Pubdate: Sat, 27 Oct 2001
Source: Salt Lake Tribune (UT)
Copyright: 2001 The Salt Lake Tribune
Contact:  http://www.sltrib.com/
Details: http://www.mapinc.org/media/383
Author: Jared Kotler, The Associated Press
Bookmark: http://www.mapinc.org/find?203 (Terrorism)

U.S. AID TO BATTLE TERRORISM IN COLOMBIA 'INTENSIFYING'

BOGOTA, Colombia -- The United States will provide Colombia with 
counterterrorist aid -- in addition to military aid to fight drug 
trafficking -- as part of the new global war on terrorism, the U.S. 
ambassador to the South American country said Friday.

Washington plans to train and equip elite anti-kidnapping and bomb squads, 
assist civilian and military counter-terror investigators and help Colombia 
guard its oil pipelines from rebel bomb attacks, Ambassador Anne Patterson 
said.

The new aid would be in addition to a controversial U.S. military plan 
aimed at helping Colombian security forces fight leftist rebels and 
right-wing paramilitaries, who have been embroiled in civil war for 37 years.

Fighting drugs -- a main source of funding for the rebel groups and 
paramilitaries -- would remain the main U.S. focus. But "there's no 
question we are now focusing more on terrorism in Colombia" after the Sept. 
11 attacks on New York and Washington, Patterson said.

Two leftist Colombian rebel groups and a rival rightist paramilitary 
faction are on the State Department's list of foreign terrorist organizations.

Patterson said the United Sates had already planned to aid and provide 
intelligence assistance to Colombian anti-kidnapping squads before last 
month's attacks. That plan and other anti-terrorist efforts would now be 
"intensifying," she said.

Colombian President Andres Pastrana and President Bush are scheduled to 
meet in Washington on Nov. 11 to review relations, Foreign Minister 
Guillermo Fernandez de Soto said Friday.

"All of the (Colombian) outlaw groups have to understand that it's not just 
rhetoric that the world changed after Sept. 11," Fernandez de Soto said.

Rebels are responsible for the majority of the more than 3,000 kidnappings 
reportedly annually in Colombia, and have been waging a sabotage campaign 
against oil pipelines.
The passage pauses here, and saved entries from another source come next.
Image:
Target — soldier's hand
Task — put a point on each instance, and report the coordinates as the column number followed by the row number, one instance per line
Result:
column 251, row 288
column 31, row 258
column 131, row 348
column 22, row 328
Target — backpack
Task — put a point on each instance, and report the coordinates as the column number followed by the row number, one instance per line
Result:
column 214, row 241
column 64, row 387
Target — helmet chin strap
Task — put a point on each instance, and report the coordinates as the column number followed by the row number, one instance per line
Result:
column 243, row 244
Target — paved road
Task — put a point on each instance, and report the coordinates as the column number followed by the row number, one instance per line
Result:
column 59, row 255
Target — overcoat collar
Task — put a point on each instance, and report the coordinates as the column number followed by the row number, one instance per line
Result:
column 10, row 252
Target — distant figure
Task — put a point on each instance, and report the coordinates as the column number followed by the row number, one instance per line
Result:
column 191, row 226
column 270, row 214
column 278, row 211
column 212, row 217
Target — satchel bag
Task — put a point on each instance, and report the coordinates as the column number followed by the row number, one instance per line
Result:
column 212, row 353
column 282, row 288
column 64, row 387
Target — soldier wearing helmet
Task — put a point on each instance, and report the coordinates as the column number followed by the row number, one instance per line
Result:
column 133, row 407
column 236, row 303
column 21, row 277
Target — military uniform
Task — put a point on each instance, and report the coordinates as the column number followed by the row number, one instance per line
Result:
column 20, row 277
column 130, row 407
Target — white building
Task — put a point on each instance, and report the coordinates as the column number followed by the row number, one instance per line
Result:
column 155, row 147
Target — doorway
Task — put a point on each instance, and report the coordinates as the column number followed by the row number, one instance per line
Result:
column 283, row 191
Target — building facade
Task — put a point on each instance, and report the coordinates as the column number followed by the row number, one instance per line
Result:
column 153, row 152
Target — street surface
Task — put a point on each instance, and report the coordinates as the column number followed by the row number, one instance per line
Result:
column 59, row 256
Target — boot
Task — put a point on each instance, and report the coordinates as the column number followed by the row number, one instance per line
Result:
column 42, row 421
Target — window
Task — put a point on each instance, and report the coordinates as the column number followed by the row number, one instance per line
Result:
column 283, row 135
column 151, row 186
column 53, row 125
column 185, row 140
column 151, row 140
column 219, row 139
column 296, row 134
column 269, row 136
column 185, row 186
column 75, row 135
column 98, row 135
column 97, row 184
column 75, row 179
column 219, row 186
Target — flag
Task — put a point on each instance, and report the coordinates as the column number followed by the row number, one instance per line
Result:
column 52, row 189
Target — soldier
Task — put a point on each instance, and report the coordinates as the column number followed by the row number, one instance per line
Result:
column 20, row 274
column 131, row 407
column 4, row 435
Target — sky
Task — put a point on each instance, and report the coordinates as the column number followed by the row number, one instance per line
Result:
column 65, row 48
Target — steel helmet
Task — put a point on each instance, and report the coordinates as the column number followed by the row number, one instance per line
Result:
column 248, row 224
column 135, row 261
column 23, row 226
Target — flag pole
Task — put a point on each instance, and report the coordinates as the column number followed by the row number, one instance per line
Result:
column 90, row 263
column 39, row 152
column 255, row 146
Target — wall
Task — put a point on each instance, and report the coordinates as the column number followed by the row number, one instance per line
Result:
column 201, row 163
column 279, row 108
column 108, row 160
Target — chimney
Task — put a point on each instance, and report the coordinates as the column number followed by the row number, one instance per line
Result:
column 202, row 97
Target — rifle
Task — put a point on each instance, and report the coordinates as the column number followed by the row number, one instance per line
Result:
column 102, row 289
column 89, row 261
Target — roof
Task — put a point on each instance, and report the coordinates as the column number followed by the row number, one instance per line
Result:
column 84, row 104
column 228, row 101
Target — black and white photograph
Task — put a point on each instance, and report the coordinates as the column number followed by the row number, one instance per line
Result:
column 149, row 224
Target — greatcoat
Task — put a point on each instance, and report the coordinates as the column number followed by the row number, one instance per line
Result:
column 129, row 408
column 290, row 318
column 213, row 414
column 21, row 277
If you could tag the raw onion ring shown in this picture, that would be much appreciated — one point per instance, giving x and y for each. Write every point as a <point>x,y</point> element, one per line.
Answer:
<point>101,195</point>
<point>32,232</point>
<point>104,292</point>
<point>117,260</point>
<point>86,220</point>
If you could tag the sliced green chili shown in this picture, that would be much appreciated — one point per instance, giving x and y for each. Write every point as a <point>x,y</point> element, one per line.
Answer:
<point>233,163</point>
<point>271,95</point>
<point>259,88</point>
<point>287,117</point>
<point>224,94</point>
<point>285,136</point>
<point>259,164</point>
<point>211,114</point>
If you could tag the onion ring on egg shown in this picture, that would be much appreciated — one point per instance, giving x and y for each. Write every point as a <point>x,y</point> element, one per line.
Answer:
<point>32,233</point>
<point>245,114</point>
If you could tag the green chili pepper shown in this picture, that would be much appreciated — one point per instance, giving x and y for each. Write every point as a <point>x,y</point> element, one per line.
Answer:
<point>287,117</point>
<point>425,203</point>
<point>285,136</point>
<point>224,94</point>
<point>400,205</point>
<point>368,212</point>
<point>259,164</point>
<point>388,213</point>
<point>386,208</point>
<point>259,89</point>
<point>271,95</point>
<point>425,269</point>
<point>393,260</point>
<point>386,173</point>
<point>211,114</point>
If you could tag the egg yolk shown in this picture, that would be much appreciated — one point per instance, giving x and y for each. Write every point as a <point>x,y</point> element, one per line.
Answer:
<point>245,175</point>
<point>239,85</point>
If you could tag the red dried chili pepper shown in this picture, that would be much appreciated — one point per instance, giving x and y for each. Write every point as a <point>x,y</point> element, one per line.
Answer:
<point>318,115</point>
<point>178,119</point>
The nation's largest guerrilla group, the 
Revolutionary Armed Forces of Colombia, or FARC, has also kidnapped and 
killed U.S. citizens in Colombia.

Washington is also turning up its scrutiny of landowner-backed paramilitary 
groups that are waging a brutal massacre campaign against suspected leftists.

Patterson said the State Department on Friday was to cancel the visas of 
five Colombians believed to be helping finance the paramilitary United 
Self-Defense Forces of Colombia, or AUC.